Important features and concepts
Logging and monitoring
AWS Glue has several logging and monitoring
options. By default, AWS Glue sends logs to the aws-glue
log group in
Amazon CloudWatch. These logs include information such as start and end time, configuration
settings, and any errors or warnings that might have occurred.
Additionally, AWS Glue Spark ETL jobs provide the following options, which must be enabled for advanced monitoring:
-
Job metrics report job-specific metrics to the AWS Glue namespace in CloudWatch every 30 seconds. These job-specific metrics, such as processed records, total input/output data size, and runtime, provide insights into a job’s performance. They can help identify bottlenecks or opportunities to optimize configurations.
-
Continuous logging streams real-time Apache Spark job logs to the
/aws-glue/jobs/logs-v2
log group in CloudWatch. By using real-time logs, you can dynamically monitor AWS Glue jobs while they are running. -
Spark UI provides a Spark history server web interface for viewing information about the Spark job, such as the event timeline of each stage, a directed acyclic graph, and job environment variables. The persisted Spark UI event logs are stored in Amazon S3, and you can use them in real time or after the job is complete.
-
Job run insights simplifies job debugging and optimization by listening for common Spark exceptions, performing root cause analysis, and providing recommended actions to fix issues. The insights are stored in CloudWatch.
Automation
AWS Glue provides two main ways for you to automate ETL jobs: triggers and workflows.
AWS Glue triggers
When fired, AWS Glue triggers start specified jobs and crawlers. A trigger can be fired on demand, based on a predefined schedule, or based on specific events. You can use triggers to design a chain of dependent jobs and crawlers. For more information, see AWS Glue triggers.
AWS Glue workflows
For more complex workloads, you can use AWS Glue workflows to create directed acyclic graphs and to build dependencies between separate AWS Glue entities (triggers, crawlers, and jobs). Workflows also provide a unified interface where you can share parameters, monitor progress, and troubleshoot issues across associated entities.
Setting up many associated entities within AWS Glue workflows can grow increasingly
complex.
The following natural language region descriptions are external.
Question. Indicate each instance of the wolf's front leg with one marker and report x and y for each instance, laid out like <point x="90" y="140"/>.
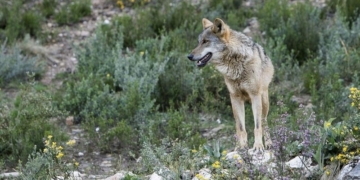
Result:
<point x="238" y="107"/>
<point x="258" y="132"/>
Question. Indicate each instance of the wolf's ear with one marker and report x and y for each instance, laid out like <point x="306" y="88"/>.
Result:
<point x="221" y="29"/>
<point x="206" y="23"/>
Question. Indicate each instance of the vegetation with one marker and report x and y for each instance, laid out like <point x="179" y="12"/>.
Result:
<point x="135" y="94"/>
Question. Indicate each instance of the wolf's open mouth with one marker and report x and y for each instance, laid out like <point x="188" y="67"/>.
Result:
<point x="202" y="62"/>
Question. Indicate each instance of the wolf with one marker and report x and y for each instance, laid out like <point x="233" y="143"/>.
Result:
<point x="247" y="72"/>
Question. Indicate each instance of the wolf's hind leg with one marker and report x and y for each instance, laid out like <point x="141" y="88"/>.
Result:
<point x="256" y="104"/>
<point x="265" y="111"/>
<point x="238" y="107"/>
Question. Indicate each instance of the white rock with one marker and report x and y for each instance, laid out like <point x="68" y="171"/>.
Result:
<point x="204" y="172"/>
<point x="10" y="174"/>
<point x="155" y="176"/>
<point x="117" y="176"/>
<point x="344" y="171"/>
<point x="299" y="162"/>
<point x="106" y="164"/>
<point x="234" y="156"/>
<point x="76" y="175"/>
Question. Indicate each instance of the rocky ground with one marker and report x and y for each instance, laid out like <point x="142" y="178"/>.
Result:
<point x="61" y="58"/>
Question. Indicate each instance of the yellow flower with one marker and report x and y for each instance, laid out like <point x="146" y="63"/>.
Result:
<point x="59" y="155"/>
<point x="71" y="142"/>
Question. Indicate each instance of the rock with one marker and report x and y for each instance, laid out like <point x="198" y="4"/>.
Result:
<point x="213" y="132"/>
<point x="350" y="171"/>
<point x="299" y="162"/>
<point x="117" y="176"/>
<point x="233" y="156"/>
<point x="262" y="158"/>
<point x="76" y="175"/>
<point x="106" y="164"/>
<point x="309" y="172"/>
<point x="155" y="176"/>
<point x="204" y="172"/>
<point x="10" y="174"/>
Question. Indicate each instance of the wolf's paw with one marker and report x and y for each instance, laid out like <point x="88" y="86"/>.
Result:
<point x="258" y="148"/>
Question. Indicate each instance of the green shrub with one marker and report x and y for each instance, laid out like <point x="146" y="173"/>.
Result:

Developers can create AWS Glue blueprints
To learn more about AWS Glue blueprints and workflows, see Performing complex ETL activities using blueprints and workflows in AWS Glue.
Orchestrating AWS Glue jobs with other AWS services
For more automation options, AWS Glue integrates with other AWS services, such as AWS Lambda, AWS Step Functions, and Amazon Managed Workflows for Apache Airflow (Amazon MWAA).
To compare the different orchestration methods for AWS Glue ETL jobs, see Building an operationally excellent data pipeline.
Job bookmarks
Job bookmarks in AWS Glue are used to keep track of the progress of ETL jobs, which prevents the need to reprocess data in subsequent job runs. When job bookmarks are enabled, AWS Glue maintains a record of data that has already been processed. Then with each run, it processes only the new data in the data source. For more information, see Tracking processed data using job bookmarks.